11 responses to “You’ll have to forgive me, I’m highly confused

  1. My thoughts on them: They’re both assholes, but at least Charlie is an asshole without the power to go around killing people with impunity. That I know of.

  2. Two jerks the world doesn’t really need. If I were paid 1.8 million per episode, I’d thank my lucky stars, put away for a rainy day, find some ways to give back that were genuine, try to be an example for my kids and try to enjoy life without sticking anything up my nose or in my arm, swilling booze, brawling or having public quarrels over things best kept private.

    I really enjoy Martin Sheen. Charlie? Not so much.

  3. 2.5 Men is a mildly amusing diversion. To think that anyone would get paid even a mere 1.8M pesos for this 25 minutes of predictable pap suggests that the world is mad. Or that I am just getting to be as curmudgeonly as Ian.

    Your other character, on the other hand, is a raving lunatic who is only in power because we, along with the rest of the western world, have swallowed our civilized morals and worshiped the god of Oil. Lockerbie – and we still supported him? Or am I missing something?

  4. You hit the nail on the head in both cases – I actually kinda feel sorry that neither one knows how much of a jerk he really is….but you know they must be um…dysfunctional – yeah that’s it – dysfunctional…NOT! They are plain…what did Jazz say? Oh yeah…assholes.

  5. I think Robert Downey is a good guy, and far more talented than Charlie Sheen, despite Sheen’s ability to bring a little bit of Libya to the American people. We are under siege from assholes, and it wouldn’t surprise me if Gadhaffi began to demand three million for every tirade.

  6. Thank you for the old chestnut about denial…cheered me up tremendously.
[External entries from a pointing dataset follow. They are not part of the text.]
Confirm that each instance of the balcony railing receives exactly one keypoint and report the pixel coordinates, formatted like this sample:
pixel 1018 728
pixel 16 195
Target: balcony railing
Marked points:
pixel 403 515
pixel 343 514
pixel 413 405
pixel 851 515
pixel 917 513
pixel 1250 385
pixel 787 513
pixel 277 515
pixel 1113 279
  7. You raise some really good points, Vic. And you are probably as curmudgeonly as I, which is why we get on so well.

  8. Talking of rants, dd you see this? Fun quiz though I’ve never heard of Glenn Beck.

    I saw Charlie Sheen on the Piers Morgan show and, although he’s acted like an utter wanker as regarding booze, drugs and prostitutes, at least he doesn’t deny what he is doing. But age will catch him out eventually, I imagine.

  9. Glenn Beck is a loudmouthed, self-styled pundit on American TV. Unfortunately he has a lot of followers. Pretty much the same ones who subscribe to the dubious charms of Ms. Palin.

  10. I thought that show had gotten pretty disgusting. I’m glad Sheen’s been called out. And I will never like him.

    Why is it you do so many good posts when I’m taking a computer break? I loved your last two.

  11. Geewits: Thank you so much for your compliment. Means a lot to me.